Many members of our Catholic community in Los Angeles do not remember this pastoral letter and the work it called us to fulfill, yet we still are guided by its wisdom today. This local church document reminds us that in order for our liturgy to be alive we need a faithfulness that is “imbued with the Spirit,” that sees in our ethnic, age, social, and economic diversity, one communion in Christ. Let’s take a closer look at some of the principles of liturgy that it presented.

“The Sunday assembly should bring together men, women, and children of all ages. It should be the one experience in our lives when we will not be sorted out by education level, skin color, intelligence, politics, sexual orientation, wealth or lack of it, or any other human condition.” 

Liturgy that is “imbued with the spirit” takes careful preparation and time, not only on the part of those serving in the ministries at Mass, but on the part of every member of the assembly. “Gather Faithfully Together” offers steps we can take or habits we can cultivate “that will bring us together into a life-giving liturgical practice Sunday after Sunday.”

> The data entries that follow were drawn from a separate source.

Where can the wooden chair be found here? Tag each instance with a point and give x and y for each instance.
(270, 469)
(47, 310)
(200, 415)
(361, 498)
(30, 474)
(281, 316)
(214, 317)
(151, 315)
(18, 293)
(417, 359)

Become people who worship in the midst of the Sunday assembly. 

Know the Sunday readings. Incorporate them into your daily life. “Mark with prayer your morning rising and your evening going to bed.” Let your daily life be an extension of your Sunday worship.

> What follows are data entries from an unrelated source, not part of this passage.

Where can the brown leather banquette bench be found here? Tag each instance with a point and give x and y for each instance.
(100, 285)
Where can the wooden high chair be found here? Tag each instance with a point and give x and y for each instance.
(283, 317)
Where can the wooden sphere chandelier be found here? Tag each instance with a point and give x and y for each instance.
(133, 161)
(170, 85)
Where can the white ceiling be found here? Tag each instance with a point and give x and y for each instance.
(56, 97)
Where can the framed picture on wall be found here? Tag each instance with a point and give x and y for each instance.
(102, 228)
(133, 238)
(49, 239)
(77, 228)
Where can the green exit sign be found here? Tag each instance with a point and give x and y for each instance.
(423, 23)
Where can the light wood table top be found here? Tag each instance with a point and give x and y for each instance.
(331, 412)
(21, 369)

Become people who prepare themselves for Sunday Liturgy and people for whom Sunday Liturgy is preparation for the week.

“Seek little ways that can help you make the Lord’s Day … a day when liturgy has room. Find some habit … that helps you anticipate being together as a Church.”

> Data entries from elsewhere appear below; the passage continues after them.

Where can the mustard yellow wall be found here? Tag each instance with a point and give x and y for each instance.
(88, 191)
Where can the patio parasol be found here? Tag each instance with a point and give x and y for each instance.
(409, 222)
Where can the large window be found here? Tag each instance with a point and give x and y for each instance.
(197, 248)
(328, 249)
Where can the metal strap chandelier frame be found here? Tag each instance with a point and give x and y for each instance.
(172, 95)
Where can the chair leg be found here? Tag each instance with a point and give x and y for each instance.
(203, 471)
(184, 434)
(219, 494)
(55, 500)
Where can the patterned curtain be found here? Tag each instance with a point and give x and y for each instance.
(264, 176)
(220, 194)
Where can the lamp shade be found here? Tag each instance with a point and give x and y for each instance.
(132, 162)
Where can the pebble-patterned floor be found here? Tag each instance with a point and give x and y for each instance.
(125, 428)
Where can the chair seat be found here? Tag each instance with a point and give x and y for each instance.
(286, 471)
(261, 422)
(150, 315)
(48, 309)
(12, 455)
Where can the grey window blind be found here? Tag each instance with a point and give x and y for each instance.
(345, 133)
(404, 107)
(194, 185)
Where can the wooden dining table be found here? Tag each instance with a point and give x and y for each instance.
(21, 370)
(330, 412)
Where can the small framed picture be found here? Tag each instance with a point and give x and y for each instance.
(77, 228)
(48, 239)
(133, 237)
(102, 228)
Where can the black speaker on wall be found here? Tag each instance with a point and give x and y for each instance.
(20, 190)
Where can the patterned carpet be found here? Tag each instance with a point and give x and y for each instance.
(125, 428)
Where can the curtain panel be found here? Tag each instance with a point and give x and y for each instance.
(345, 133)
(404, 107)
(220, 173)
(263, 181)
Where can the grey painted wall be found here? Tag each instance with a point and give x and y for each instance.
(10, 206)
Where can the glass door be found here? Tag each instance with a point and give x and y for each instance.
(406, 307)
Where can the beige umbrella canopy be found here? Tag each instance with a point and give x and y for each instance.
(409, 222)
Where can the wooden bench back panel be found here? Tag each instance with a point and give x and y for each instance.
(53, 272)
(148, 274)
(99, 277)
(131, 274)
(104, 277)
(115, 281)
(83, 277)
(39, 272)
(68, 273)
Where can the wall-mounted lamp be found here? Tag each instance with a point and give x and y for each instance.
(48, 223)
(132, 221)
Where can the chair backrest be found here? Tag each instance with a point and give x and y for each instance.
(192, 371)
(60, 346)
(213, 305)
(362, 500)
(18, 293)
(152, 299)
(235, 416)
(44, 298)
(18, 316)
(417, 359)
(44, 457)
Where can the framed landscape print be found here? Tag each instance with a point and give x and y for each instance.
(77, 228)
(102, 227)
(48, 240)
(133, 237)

At the liturgy, be the Church.

“Do not hide; do your private praying in the other hours of the week. Sit together. Sing songs from your heart…Keep your eyes open to one another and do everything you can to build up the Church, the Body of Christ.”

Apart from the Liturgy, be the Church.

“Remember we are always the Body of Christ, always in communion with one another… we who are the Church are one with others. In us, God is calling and blessing and sanctifying the world God loves. Listening to God’s Word on Sunday morning is preparation for the listening we do for God’s Word in our lives all week.” The common table of Holy Communion is a preparation for how we look at the whole world.

Give thanks always. In all things, give God thanks and praise. Sing! 

“The Church earnestly desires that all the faithful be led to that full, conscious, and active participation in liturgical celebrations called for by the very nature of the liturgy. Such participation … is their right and duty by reason of their baptism.” 

“Come on Sunday knowing your dignity. In Baptism, you put on Christ. You are the Body of Christ. Full participation brings us to the liturgy, body and soul, with all our might…Our duty is not just to be present; our duty is to be fully present.”

“Conscious participation is opening every part of ourselves … to what we do at the liturgy. We gather on Sunday, not as isolated persons, but as the Church, with its diversity of cultures, languages, and races. Cultivate, then, your deep awareness that it is not so many individuals who are standing here singing, but the Church. It is not individuals who are coming forward to the table, but the Church. It is not individuals who are going forth to live by the Word they have listened to and the Body and Blood of Christ they have eaten and tasted. It is the Church going forth as a leaven in the midst of the world God loves.”

“Active participation…calls us to attend to others, to a kind of presence. The Body of Christ has to be visible, audible, tangible…at liturgy, we never close out the larger world. The liturgy shows us Gospel living and how to be in the world.”